Segfault in mozilla::DoCompressedTexImage running WebGL Conformance Tests
Categories
(Core :: Graphics, defect, P2)
Tracking
()
People
(Reporter: leonard, Unassigned)
References
(Blocks 1 open bug)
Details
Attachments
(1 file)
506.76 KB,
image/png
|
Details |
User Agent: Mozilla/5.0 (X11; Linux aarch64; rv:105.0) Gecko/20100101 Firefox/105.0
Steps to reproduce:
Using the build from https://bugzilla.mozilla.org/show_bug.cgi?id=1696691#c8 and Mesa 22.3 development version in release build configuration (including the freedreno driver fixes https://gitlab.freedesktop.org/mesa/mesa/-/merge_requests/17888) I ran https://registry.khronos.org/webgl/sdk/tests/webgl-conformance-tests.html
Actual results:
Segmentation fault during the negativetextureapi test part of the gles3 testsuite. Note that just running the gles3 testsuite does not trigger the segmentation fault. But running the complete WebGL Conformance Testsuite reliable triggers the segfault at negativetextureapi after around 90 minutes.

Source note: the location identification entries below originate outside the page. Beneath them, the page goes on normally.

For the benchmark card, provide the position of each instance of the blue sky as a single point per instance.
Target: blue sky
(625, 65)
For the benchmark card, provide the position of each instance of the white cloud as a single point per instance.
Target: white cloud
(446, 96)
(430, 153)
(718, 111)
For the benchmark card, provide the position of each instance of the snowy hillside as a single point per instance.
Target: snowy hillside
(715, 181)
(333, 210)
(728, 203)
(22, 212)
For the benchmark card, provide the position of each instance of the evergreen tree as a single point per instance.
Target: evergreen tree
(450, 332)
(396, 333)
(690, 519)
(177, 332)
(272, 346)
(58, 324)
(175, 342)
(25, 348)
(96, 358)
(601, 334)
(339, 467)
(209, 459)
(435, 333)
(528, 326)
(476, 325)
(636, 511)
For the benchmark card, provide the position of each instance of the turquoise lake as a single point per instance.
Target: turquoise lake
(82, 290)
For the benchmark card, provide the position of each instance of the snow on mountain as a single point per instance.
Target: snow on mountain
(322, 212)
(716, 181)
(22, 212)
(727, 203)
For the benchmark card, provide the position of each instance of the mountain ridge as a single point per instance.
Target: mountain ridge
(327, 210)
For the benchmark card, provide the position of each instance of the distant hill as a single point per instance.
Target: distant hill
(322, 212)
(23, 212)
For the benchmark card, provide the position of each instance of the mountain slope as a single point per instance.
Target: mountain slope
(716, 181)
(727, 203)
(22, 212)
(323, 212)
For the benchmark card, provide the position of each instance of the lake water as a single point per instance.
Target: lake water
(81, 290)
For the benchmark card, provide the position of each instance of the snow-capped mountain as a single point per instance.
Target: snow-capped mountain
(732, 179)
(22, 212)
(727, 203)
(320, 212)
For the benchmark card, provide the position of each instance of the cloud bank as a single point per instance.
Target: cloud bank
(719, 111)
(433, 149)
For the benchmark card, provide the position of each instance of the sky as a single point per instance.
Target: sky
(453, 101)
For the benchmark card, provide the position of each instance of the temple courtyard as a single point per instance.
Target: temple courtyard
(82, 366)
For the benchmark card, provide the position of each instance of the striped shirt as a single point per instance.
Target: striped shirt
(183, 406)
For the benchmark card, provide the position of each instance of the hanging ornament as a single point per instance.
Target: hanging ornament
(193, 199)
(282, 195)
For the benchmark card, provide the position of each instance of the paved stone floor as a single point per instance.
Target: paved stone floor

Thread 38 "CanvasRenderer" received signal SIGSEGV, Segmentation fault.
[Switching to Thread 0x7f5323e100 (LWP 21259)]
0x0000007ff0b51e40 in mozilla::DoCompressedTexImage(mozilla::gl::GLContext*, StrongGLenum<TexImageTargetDetails>, int, unsigned int, int, int, int, int, void const*) () from /home/leonard/Downloads/firefox/libxul.so
(gdb) bt
#0 0x0000007ff0b51e40 in mozilla::DoCompressedTexImage(mozilla::gl::GLContext*, StrongGLenum<TexImageTargetDetails>, int, unsigned int, int, int, int, int, void const*) () at /home/leonard/Downloads/firefox/libxul.so
#1 0x0000007ff0b518bc in mozilla::WebGLTexture::CompressedTexImage(bool, unsigned int, unsigned int, unsigned int, mozilla::avec3<unsigned int> const&, mozilla::avec3<unsigned int> const&, mozilla::Range<unsigned char const> const&, unsigned int, mozilla::Maybe<unsigned
long> const&) () at /home/leonard/Downloads/firefox/libxul.so
#2 0x0000007ff0b11b54 in mozilla::WebGLContext::CompressedTexImage(bool, unsigned int, unsigned int, unsigned int, mozilla::avec3<unsigned int>, mozilla::avec3<unsigned int>, mozilla::Range<unsigned char const> const&, unsigned int, mozilla::Maybe<unsigned long> const&)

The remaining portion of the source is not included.